A layer of black plastic provides an effective barrier to weeds. Light cannot penetrate the dark color (as compared with clear plastic), thereby preventing weeds seeds from germinating and growing.

Black plastic prevents diseases

As water splashes down on the ground, it collects pathogens from the soil (like fungi and bacteria) and splatters onto plants. Black plastic acts as a barrier between the soil and the plant, keeping spores and bacteria from spreading aggressively.
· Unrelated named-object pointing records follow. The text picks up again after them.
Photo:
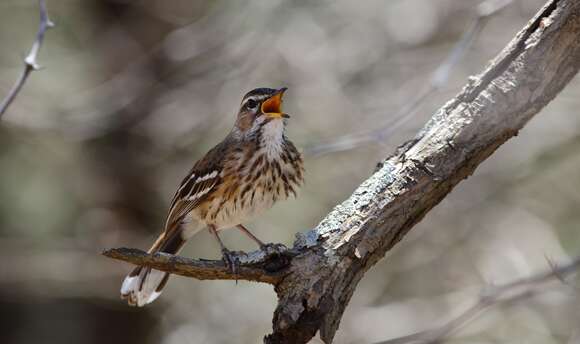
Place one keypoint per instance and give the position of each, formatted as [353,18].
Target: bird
[255,166]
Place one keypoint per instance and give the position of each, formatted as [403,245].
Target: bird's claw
[230,260]
[273,249]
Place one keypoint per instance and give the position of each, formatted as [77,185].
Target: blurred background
[133,92]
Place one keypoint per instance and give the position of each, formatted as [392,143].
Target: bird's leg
[227,256]
[251,236]
[268,249]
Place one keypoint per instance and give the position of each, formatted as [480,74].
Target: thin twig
[30,62]
[258,266]
[437,80]
[492,296]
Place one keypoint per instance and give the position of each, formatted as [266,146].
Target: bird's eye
[251,104]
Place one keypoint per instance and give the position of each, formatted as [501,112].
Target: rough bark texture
[493,107]
[320,273]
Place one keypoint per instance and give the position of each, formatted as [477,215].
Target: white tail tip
[140,293]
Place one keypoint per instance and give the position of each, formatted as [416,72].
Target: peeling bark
[322,270]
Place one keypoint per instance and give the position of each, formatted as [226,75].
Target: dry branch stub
[322,270]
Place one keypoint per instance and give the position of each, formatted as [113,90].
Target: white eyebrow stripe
[207,176]
[200,193]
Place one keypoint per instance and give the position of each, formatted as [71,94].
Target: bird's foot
[273,249]
[231,260]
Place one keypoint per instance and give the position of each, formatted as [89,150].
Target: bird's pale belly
[242,205]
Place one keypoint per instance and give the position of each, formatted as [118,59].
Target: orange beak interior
[272,107]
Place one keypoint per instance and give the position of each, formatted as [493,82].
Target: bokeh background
[132,92]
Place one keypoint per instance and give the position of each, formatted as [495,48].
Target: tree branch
[329,261]
[491,296]
[485,10]
[257,266]
[31,60]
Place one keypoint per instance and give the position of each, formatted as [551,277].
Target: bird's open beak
[272,107]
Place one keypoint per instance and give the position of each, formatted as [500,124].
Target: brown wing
[196,186]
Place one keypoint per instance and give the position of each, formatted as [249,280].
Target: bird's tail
[143,285]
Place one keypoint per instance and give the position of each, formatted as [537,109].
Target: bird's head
[260,107]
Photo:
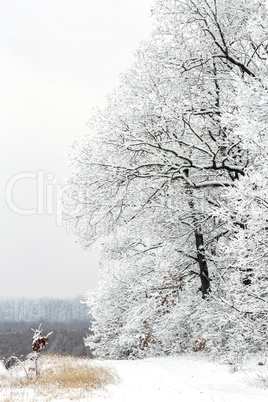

Black plastic prevents evaporation

The soil beneath plastic mulch retains moisture longer and loses water more slowly than exposed soil.  Plant nutrients do not leach out of the soil as easily from the soil, either.

Drawbacks to using black plastic mulch

  • You need to buy it. Other mulches – like oak leaves or grass clippings – are free.
  • You need to spread the plastic each spring and clear it at the end of the season.
  • You will need to replace it nearly every year. Thicker plastic may last more than one season, but don’t count on it.
  • You cannot rely on rain to water your plants. If you decide to use black plastic to mulch your tomatoes, you need to find an alternative way to keep your tomatoes watered. Rain will not penetrate a well-secured black film.

How will you water tomato plants beneath the plastic?

You have several options.  

Tomato Dirt’s top choice: run drip hoses underneath the plastic, positioning on/off switches in uncovered areas.

You can also cut larger-than-normal openings in the plastic for plants, allowing you to insert slow dripping milk jugs at the base or regular watering hoses with holes drilled where tomatoes are placed.

Another option is to run two parallel sheets of the plastic along either side of the row of tomatoes, leaving a strip of soil exposed lengthwise between plants. Place a soaker hose along the exposed soil.

What black plastic mulch should you use?

Plastic mulch film is available in rolls which are 3-feet, 4-feet, and 5-feet-wide. Thicknesses can vary and range from 0.5 to 1.25 mm. Thicker plastic withstands wear and tear and may even last more than one season. Check out all kinds of options and choose the black plastic mulch that works best for your situation.

Two special types of black plastic you might want to consider when mulching tomatoes:

How to lay and secure black plastic mulch

To get best results, apply black plastic before planting tomatoes. You can also set it out well into the season, especially to keep weeds down, but be prepared for a bit of awkward maneuvering between plants.

  • Prepare soil beds for tomatoes.
  • Arrange drip hoses along the row, allowing the hose ends to protrude on the ends.
  • Unroll black film. When applying mulch on a windy day, walk with the wind rather than against the wind while unrolling the film, keeping the roll as low as possible to prevent sheets from becoming airborne. 
  • After arranging the plastic over the area, secure the edges with ground staples, bricks, or rocks. If you have raised beds with wood borders, you can staple edges to the sides of the beds.
  • Measure and mark the planting holes for tomatoes.
  • Allow black plastic to warm soil for at least 7 days before cutting slits or holes in the plastic to plant tomatoes.

An extra tip for securing black plastic mulch

Prepare a raised row for your tomatoes, leaving a trench on either side.  Spread the black film over the lengthwise mound and bury its edges in the trench bordering both sides of the row. Burying the edges keeps the film secure. Keep in mind that this method allows for very little air circulation.